A date for soccer enthusiasts and US marketers to remember is when the Copa America 2016 events begin on June 3rd. Not only will this event produce high overall television viewership by consumers in the US but, it will also produce high investment by advertisers on multiple platforms. And while your business may not directly be involved in advertising campaigns surrounding Copa America 2016, it is still worth your time to pay attention to the points we are about to make concerning this major soccer event.
Why? Because the advertising campaigns leading up to the event and that carry on through the event are prime examples of effective target marketing based on market trends for high ROIs.
So basically, there’s a lot of insight into the US market surrounding Copa America that would benefit everyone attempting to better understand effective target marketing strategies.
For this reason, keep reading.
The popularity of soccer is rising enough to create a definable US market niche.
Where ‘futbol’ and ‘football’ meet in the US is a great point to follow when wanting an example of the current demographic trends in US consumerism.
To begin with, soccer has never before taken such a popular preference in non-Hispanic cultures as it does in Latino cultures. Sports like football and even baseball have since been commonly thought of as American past time sports as the history of these two sports are rooted deeply and endearingly in the hearts of athletes and spectators. From baseball cards to sports ‘ditties’ and football game rivalries, the sports once seen as “American” cultural staples are now being challenged by a rising popularity for soccer.
In 2012 an ESPN poll determined soccer was America’s second-most popular sport for those aged 12 through 24, ahead of NBA, MLB and college football.  And in ESPN’s most recent poll, professional soccer’s popularity among 12 to 17 year olds is ranking second right behind pro football. Of this group, 18 percent of this group claim to be avid fans. 
Rich Luker, who has been involved in the poll since its launch in 1996, calls it a phenomenal change considering that just one generation ago, soccer was at zero popularity. And more curious is that this generation according to him is “the first generation to only know the United States with a professional soccer league.” 
Target marketing and social media marketing is a great combo.
One point Luker attributes to the rising popularity of soccer is that MLS has come along way with their target marketing campaigns. Originally MLS did not effectively target large demographics of the US market as they lacked “a defined personality that sufficiently contrasted to the European and South American leagues.” But over the last five years as research can support, “even American [soccer] fans who were born in other parts of the world, like Europe and South America, are starting to respect MLS.” 
Additionally, the rising use of social media by MLS is also encouraging social conversations which in turn is rallying more supporters alongside higher social media activity.  In fact, social conversations surrounding MLS teams within the first five days of the 2015 season rose higher than 64 percent from just two years ago in 2013 according to a report by General Sentiment. 
There’s a high correlation between Hispanics and soccer viewership.

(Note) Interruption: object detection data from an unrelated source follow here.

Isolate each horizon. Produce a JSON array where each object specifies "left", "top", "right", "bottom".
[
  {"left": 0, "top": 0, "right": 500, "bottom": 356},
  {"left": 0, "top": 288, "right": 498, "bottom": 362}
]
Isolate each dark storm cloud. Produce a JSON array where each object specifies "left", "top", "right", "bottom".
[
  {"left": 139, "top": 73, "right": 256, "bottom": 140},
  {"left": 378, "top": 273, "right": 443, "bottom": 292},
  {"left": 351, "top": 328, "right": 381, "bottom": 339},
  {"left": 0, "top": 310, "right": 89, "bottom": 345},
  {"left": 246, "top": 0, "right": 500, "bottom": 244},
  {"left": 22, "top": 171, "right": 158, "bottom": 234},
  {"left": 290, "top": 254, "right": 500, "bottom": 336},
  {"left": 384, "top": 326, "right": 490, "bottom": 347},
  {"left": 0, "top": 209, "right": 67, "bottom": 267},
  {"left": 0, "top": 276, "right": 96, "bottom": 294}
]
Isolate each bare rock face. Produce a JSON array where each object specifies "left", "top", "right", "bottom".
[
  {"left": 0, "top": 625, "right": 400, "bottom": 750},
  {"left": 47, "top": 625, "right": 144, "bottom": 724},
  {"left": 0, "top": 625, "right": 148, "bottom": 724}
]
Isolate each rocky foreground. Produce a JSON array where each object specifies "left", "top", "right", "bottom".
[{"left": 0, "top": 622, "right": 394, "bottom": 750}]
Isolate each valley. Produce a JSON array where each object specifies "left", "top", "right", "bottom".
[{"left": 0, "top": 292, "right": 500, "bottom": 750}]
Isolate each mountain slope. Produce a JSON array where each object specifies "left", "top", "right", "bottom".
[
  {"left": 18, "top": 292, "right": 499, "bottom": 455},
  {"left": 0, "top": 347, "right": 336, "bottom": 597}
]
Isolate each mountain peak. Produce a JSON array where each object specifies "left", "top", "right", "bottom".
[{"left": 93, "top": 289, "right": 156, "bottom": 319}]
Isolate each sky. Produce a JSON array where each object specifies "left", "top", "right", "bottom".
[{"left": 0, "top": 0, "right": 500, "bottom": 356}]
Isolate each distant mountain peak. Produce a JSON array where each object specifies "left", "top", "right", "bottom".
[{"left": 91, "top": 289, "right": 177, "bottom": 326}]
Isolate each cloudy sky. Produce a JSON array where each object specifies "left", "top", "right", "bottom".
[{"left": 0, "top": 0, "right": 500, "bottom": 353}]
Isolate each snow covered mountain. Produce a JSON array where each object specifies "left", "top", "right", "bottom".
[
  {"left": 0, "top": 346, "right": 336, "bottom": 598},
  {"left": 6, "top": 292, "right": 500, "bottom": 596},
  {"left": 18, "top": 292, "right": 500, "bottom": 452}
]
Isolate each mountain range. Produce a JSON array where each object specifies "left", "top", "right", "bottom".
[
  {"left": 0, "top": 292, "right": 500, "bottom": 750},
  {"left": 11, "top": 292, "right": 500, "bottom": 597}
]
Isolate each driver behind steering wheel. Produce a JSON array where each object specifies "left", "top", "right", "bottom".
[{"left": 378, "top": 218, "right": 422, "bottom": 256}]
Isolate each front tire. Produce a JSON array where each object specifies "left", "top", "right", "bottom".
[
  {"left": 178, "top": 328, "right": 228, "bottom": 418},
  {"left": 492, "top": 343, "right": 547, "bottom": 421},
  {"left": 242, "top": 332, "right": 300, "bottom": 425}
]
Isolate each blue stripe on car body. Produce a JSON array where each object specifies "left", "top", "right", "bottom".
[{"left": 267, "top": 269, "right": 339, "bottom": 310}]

According to the Huffington Post, the two groups most passionate about soccer are young adults aged between 18 to 29 and Hispanics. Furthermore, in comparison to the only 3 percent of white non-Hispanic Americans who report soccer is their favorite sport, 26 percent of Hispanics say that soccer is their favorite sport to watch. And demographers expect the Hispanic population to triple by 2050 at which point they will make up one-third of the total population. 
What does all this mean for Copa America 2016 specifically?
Well, with the future for soccer advertisement in general being bright, Copa America 2016 is sure to be the perfect stage for high ROIs as long as US Hispanics are the target audience of campaigns.